Awad et al. also observed some patients with high-level focal amplifications of the KRAS (G12C) allele [94]. Xue et al. found the increased new KRAS (G12C) protein in KRAS (G12C)-mutant tumor cells and elucidate that EGFR can promote the conversion of KRAS from the GDP state to the GTP-bound state (activated state) and AURKA can maintain its active state by binding to KRAS [7]. Since KRAS (G12C) inhibitors only bind to KRAS-GDP conformation, drug resistance may occur in cells with increasing GTP-bound KRAS [7]. Recently, novel molecules binding to the GTP-bound state of KRAS were discovered [11]. RM-007 and RM-008 covalently bind to KRAS (G12C) and KRAS (G13C), respectively, in the GTP-bound state and have antiproliferative activity in cells. However, since the canonical GTP confirmation could be disrupted after binding molecules, approaches targeting the GTP-bound state might also yield potential resistance to covalent inhibitors of GDP-bound KRAS (G12C) [10].

Feedback activation of KRAS upstream and downstream signaling pathways

Multiple studies have demonstrated that the efficacy of KRAS inhibition can be attenuated by feedback activation of upstream or downstream mediators and other negative regulators. Stimulation of ARS1620-treated cells with epidermal growth factor (EGF) resulted in reactivation of KRAS in the cells, strongly suggesting that EGFR mediates adaptive resistance to KRAS (G12C) inhibitors [97]. When activated by signals from RTKs, such as EGFR, KRAS triggered multiple proliferative signaling cascades, including MAPK and PI3K pathways to induce cell growth, division, and differentiation [8, 12, 98].

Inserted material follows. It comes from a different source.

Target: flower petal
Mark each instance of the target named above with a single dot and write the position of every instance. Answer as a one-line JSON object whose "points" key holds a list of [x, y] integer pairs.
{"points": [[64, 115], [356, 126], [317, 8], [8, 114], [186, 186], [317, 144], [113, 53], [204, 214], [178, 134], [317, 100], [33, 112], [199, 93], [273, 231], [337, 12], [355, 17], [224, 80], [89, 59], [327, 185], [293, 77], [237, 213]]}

Further studies reveal that tumor type can affect response rates partially owing to the different levels of RTK activation. Most patients with KRAS (G12C) in NSCLC benefit from selective KRAS (G12C) inhibition, whereas CRC patients with the same mutation rarely respond to KRAS (G12C) inhibition [99]. Unlike NSCLC cell lines, the KRAS (G12C) CRC models have a high basal level of RTK activation and respond to growth factor stimulation [99]. KRAS (G12C) inhibition induces a higher rebound of phosphorylated ERK in CRC cells than in NSCLC cells. Hence, enhanced EGFR signaling is thought to mediate adaptive resistance of KRAS (G12C) inhibitors [99,100,101]. The anti-EGFR antibodies, cetuximab and panitumumab, were approved to treat RAS/RAF wild-type CRC. Cetuximab sensitizes the KRAS (G12C) CRC cells to AMG510, and the combination restores secondary resistance to anti-EGFR antibodies. In contrast, EGFR TKIs were approved for the treatment of EGFR-mutant lung cancer. Since RTK signaling in CRC is dominated by wild-type EGFR, a KRAS (G12C) inhibitor combined with an anti-EGFR monoclonal antibody can block receptor signaling rather than inhibit EGFR kinase activity [102,103,104].

Inhibiting KRAS mutation pathway by attenuating the activity of the upstream mediators is a promising combination therapeutic strategy. In addition to EGFR TKIs, BI1701963, a SOS1 blocker that acts as a pan-KRAS inhibitor, inhibits the binding of KRAS to GTP. BI1701963 is used in combination with trametinib to treat patients with any KRAS mutation [61, 97]. SOS1 inhibition in combination with AMG510 showed pharmacological blockade of WT RAS in KRAS (G12C) tumors. Furthermore, the combination of KRAS (G12C) inhibitor and WT RAS upstream activators, such as SHP2, is synergistic [105, 106]. SHP2 inhibitors can restore the sensitivity of KRAS-mutant NSCLC to MEK inhibition and increase inactive GDP-bound KRAS. A triplet combination of KRAS (G12C), MEK, and SHP2 inhibitors showed an augmented effect [7, 97, 107].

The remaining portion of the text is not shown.